A simple single layer recurrent neural network for character classification. The activation between nodes utilizes the tanh function and the outputs o(t) are used as the argument to the softmax function to obtain the vector y of the probabilities over the output. The loss is the negative log-likelihood of the true target y(t) given the inputs so far.
The code works by first using Tex_vec.py
to convert the characters in a .txt
file into a character vectors of length 127 consisting of 0 except for the coordinate associated with the ASCII representation of the character.
Once a text file has been converted it can be processed by RNN. RNN is initialized using the entire data and a user chosen integer value for the hidden connections. The network then proceeds to set the appropriate sizes for the input, hidden, and output matrices.
The network works in two steps. The first step involves initializing the network and the second step involves training the network.
For step 1 we simply make the following declarion: rnn = RNN(data, hidden_size, spec_rad = 1.01, eps=0.0001)
Step 2 involes training the network and is performed by calling `train(self, seq_length, epochs, eta, decay_rate=0.9, learning_decay=0.0, randomize=False, print_final=True)` and selecting values for the parameters:
seq_length: Integer value for the desired length of the subsubsequence
epochs: Integer value for the number of iteration to train over.

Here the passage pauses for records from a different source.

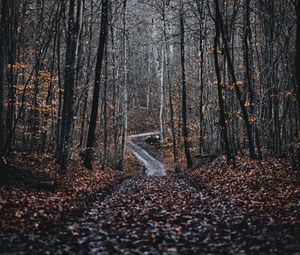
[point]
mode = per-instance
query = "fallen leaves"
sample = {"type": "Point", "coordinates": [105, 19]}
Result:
{"type": "Point", "coordinates": [267, 188]}
{"type": "Point", "coordinates": [22, 208]}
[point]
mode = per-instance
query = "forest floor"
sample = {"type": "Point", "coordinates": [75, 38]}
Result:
{"type": "Point", "coordinates": [253, 209]}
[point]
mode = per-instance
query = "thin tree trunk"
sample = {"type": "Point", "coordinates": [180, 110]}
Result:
{"type": "Point", "coordinates": [224, 132]}
{"type": "Point", "coordinates": [185, 131]}
{"type": "Point", "coordinates": [234, 80]}
{"type": "Point", "coordinates": [3, 46]}
{"type": "Point", "coordinates": [125, 93]}
{"type": "Point", "coordinates": [96, 92]}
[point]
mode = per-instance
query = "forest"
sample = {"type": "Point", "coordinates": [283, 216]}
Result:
{"type": "Point", "coordinates": [149, 127]}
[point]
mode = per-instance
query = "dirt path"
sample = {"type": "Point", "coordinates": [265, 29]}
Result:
{"type": "Point", "coordinates": [152, 166]}
{"type": "Point", "coordinates": [159, 215]}
{"type": "Point", "coordinates": [162, 215]}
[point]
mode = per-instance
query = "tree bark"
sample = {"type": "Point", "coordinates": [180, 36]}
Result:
{"type": "Point", "coordinates": [234, 80]}
{"type": "Point", "coordinates": [3, 58]}
{"type": "Point", "coordinates": [125, 92]}
{"type": "Point", "coordinates": [96, 92]}
{"type": "Point", "coordinates": [185, 131]}
{"type": "Point", "coordinates": [224, 131]}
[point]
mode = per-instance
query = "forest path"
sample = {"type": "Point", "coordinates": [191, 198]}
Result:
{"type": "Point", "coordinates": [153, 167]}
{"type": "Point", "coordinates": [159, 214]}
{"type": "Point", "coordinates": [163, 215]}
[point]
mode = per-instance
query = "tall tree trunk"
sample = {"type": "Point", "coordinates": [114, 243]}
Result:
{"type": "Point", "coordinates": [70, 73]}
{"type": "Point", "coordinates": [248, 58]}
{"type": "Point", "coordinates": [234, 80]}
{"type": "Point", "coordinates": [224, 132]}
{"type": "Point", "coordinates": [3, 59]}
{"type": "Point", "coordinates": [105, 117]}
{"type": "Point", "coordinates": [96, 92]}
{"type": "Point", "coordinates": [185, 131]}
{"type": "Point", "coordinates": [125, 93]}
{"type": "Point", "coordinates": [297, 65]}
{"type": "Point", "coordinates": [170, 92]}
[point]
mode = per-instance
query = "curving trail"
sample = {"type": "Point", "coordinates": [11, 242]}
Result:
{"type": "Point", "coordinates": [159, 215]}
{"type": "Point", "coordinates": [152, 166]}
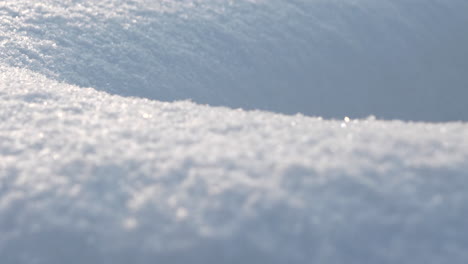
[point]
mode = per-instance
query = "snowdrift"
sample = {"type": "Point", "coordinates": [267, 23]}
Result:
{"type": "Point", "coordinates": [392, 58]}
{"type": "Point", "coordinates": [122, 172]}
{"type": "Point", "coordinates": [90, 177]}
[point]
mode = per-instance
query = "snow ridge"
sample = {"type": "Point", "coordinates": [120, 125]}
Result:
{"type": "Point", "coordinates": [90, 177]}
{"type": "Point", "coordinates": [324, 58]}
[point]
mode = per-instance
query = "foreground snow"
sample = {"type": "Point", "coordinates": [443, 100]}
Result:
{"type": "Point", "coordinates": [87, 177]}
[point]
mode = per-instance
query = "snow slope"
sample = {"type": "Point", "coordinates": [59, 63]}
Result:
{"type": "Point", "coordinates": [391, 58]}
{"type": "Point", "coordinates": [93, 175]}
{"type": "Point", "coordinates": [87, 177]}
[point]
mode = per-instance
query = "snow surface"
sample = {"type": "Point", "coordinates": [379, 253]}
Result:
{"type": "Point", "coordinates": [91, 175]}
{"type": "Point", "coordinates": [404, 59]}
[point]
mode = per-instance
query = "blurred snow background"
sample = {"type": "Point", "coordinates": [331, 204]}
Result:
{"type": "Point", "coordinates": [98, 175]}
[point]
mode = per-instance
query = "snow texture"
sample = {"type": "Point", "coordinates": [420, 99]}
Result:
{"type": "Point", "coordinates": [93, 175]}
{"type": "Point", "coordinates": [404, 59]}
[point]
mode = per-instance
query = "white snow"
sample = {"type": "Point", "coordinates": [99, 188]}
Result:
{"type": "Point", "coordinates": [91, 175]}
{"type": "Point", "coordinates": [404, 59]}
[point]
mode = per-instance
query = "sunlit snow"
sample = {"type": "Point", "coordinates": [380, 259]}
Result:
{"type": "Point", "coordinates": [165, 131]}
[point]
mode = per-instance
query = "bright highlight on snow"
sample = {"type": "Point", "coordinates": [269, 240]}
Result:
{"type": "Point", "coordinates": [128, 132]}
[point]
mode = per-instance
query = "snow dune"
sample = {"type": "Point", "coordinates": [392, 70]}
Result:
{"type": "Point", "coordinates": [390, 58]}
{"type": "Point", "coordinates": [123, 172]}
{"type": "Point", "coordinates": [90, 177]}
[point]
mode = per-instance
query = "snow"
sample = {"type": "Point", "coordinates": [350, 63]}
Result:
{"type": "Point", "coordinates": [395, 59]}
{"type": "Point", "coordinates": [90, 174]}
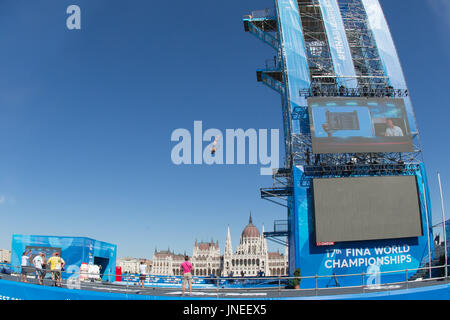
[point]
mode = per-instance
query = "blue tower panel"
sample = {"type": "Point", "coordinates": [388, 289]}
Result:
{"type": "Point", "coordinates": [388, 258]}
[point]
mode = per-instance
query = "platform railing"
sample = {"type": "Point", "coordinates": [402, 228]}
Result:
{"type": "Point", "coordinates": [282, 284]}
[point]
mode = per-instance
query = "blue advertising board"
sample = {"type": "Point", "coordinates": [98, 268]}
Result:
{"type": "Point", "coordinates": [74, 251]}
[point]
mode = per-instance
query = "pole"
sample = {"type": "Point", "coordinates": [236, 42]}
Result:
{"type": "Point", "coordinates": [443, 222]}
{"type": "Point", "coordinates": [428, 229]}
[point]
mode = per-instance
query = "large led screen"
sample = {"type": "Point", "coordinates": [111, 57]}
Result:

eta: Learing rate for gradient descent.
decay_rate: Decay parameter for the moving average. The value must lie between [0, 1) where smaller values indicate shorter memory. The default value is set to `0.9`
learning_decay: Annealing parameter for the exponetial decay. The smaller values indicate milder annealing of the learning rate. The default value is set to `0.0`
randomize: If set to `True` then the subsequences will be shuffle before beign processed further. The default value is set to `False`.
print_final: Prints the final output at the end of evey epoch. The default value is set to `True`.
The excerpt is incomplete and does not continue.